Whats The Deal? Obviously if you care about movies where people behave like people in real life or about consistency of message, then you're going to hate this film. Because it sets you up to be on board for the unvarnished truth about heterosexuality (with some sassy one-liner-delivering gay pals along for the ride to give all the single ladies the 411 about men, honey) and then pulls the rug out from under your feet. For over 120 minutes the moral is "You are not the lone romantic survivor, you're going to drown like everyone else." And then the guy you were supposed to write off suddenly transforms and proves that no, in fact, you ARE a prettyprettyprincess and he changed for you. If you're on board for being straight-up lied to, then go spend that ticket money.

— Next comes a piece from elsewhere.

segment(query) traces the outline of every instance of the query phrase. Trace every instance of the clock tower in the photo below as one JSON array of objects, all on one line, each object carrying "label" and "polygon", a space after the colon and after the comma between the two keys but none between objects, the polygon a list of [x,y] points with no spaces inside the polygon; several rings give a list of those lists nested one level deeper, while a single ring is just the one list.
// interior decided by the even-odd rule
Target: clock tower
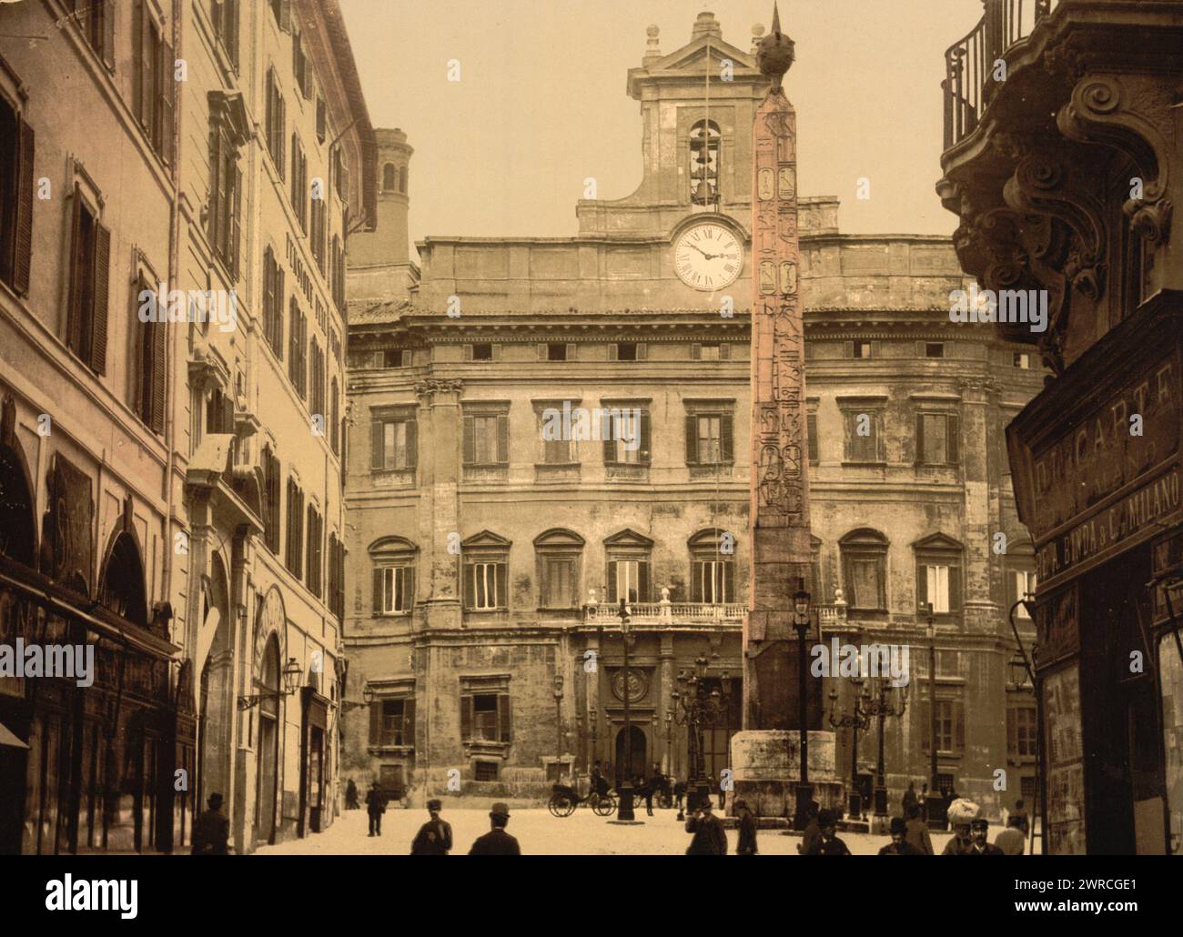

In Spite Of All The Jive-Talking Going On, Who Makes It Worth Watching: Jennifer Aniston. Here's where her tabloid life helps you get on board with her instead of distracting you. You're like, "Jen knows! She's been there!" And then she gives a Rachel-ish line delivery and you laugh and you're totally into her. Also, Scar-Jo may be the current reigning queen of traipsing through a movie like it's a one-woman show and not caring about who else happens to be walking through her shot.
And Co-Starring Enormous Piles Of Cash: When a movie is lame, you can always ignore the insult to your intelligence by fantasizing that you have the same Viking stove the characters own and all of the sauces and fondues you could whip up if only you, too, possessed the chef's-grade equipment to do the job. And then they have some great art that you'd buy if you had a spare $20K to drop, or a couch from Design Within Reach. And you're happy, pretending your life is going to become Slumdog Millionaire instead of Wendy and Lucy for two decent seconds. That's this movie. Everyone is RICH. It's like they're feeding a whole bunch of warm cookies right into your eyes.
Stop Right There, Drew Fans: She's just not that in the movie all that much.